As a member of this team, I am actively working with talented and passionate community members around the world to advance PostgreSQL.
Our team will publish blog posts focusing on the features and patches that members have worked on. In this article, I will discuss about a new syntax for ECPG - DECLARE STATEMENT - which was committed for PostgreSQL14.
Embedded SQL program in C is a method to connect to databases, which has been specified in the SQL standard since 1989 (SQL 89). Various vendors, such as Oracle, Microsoft, and IBM, provide this functionality. PostgreSQL also provides this capability via the ECPG preprocess. The basic syntax and rules are specified in the SQL standard, but the degree of compliance depends on each vendor. Because vendors have also added their own embedded SQL syntax, the differences may cause a barrier in database product migration.
I proposed a new embedded SQL syntax - DECLARE STATEMENT. This feature is originally provided by Oracle. I believe that this syntax will make it easier to migrate from Oracle and other databases to PostgreSQL, and thus increase PostgreSQL adoption.
Functional overview – What is DECLARE STATEMENT?
DECLARE STATEMENT is an embedded SQL syntax that declares an identifier for a prepared query. This syntax is introduced to improve compatibility with Oracle's embedded SQL programs, but it also benefits original ECPG users. When cursors are used in Oracle’s embedded SQL programs, identifiers for a prepared query must be declared before they are used in the DECLARE CURSOR syntax. In other words, precompilation in the following example will fail.
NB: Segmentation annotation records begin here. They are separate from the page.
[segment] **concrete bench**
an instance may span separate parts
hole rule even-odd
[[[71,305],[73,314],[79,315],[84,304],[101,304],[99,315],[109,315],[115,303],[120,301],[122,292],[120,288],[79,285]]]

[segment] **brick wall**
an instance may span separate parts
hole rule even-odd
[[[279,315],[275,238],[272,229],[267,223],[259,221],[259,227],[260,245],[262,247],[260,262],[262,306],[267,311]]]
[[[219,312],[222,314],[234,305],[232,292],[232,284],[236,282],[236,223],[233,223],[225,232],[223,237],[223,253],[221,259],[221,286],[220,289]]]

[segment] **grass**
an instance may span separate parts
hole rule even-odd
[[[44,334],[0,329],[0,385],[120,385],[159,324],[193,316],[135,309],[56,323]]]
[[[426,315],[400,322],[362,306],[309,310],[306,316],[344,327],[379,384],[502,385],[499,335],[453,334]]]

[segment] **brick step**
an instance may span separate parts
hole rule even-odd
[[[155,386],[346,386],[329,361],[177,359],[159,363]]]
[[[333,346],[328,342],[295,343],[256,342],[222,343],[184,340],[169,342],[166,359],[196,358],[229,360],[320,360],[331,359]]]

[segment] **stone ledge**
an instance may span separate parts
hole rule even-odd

EXEC SQL DECLARE my_cursor CURSOR FOR my_stmt; // precompilation error
EXEC SQL PREPARE my_stmt FROM "SELECT …";
So, how are cursors used in Oracle? One of the solutions is to use DECLARE STATEMENT. The syntax is used for declaring the identifier on the precompiler. When the precompiler reads the syntax, it understands that my_stmt is the identifier for a prepared query and can successfully precompile all embedded SQLs. Based on this solution, the modified embedded SQL example is as follows:
EXEC SQL DECLARE my_stmt STATEMENT;
EXEC SQL DECLARE my_cursor CURSOR FOR my_stmt;
EXEC SQL PREPARE my_stmt FROM "SELECT …";
DECLARE STATEMENT was not available in PostgreSQL13 or earlier, which means users running embedded SQL programs like in example 2 had to change their applications. From PostgreSQL14 onwards, the syntax can be utilized, so Oracle users can easily migrate to PostgreSQL. Note that ECPG allows implicit declarations of identifiers. Therefore, example 1 can be precompiled in the ECPG and DECLARE STATEMENT does not impact this behavior.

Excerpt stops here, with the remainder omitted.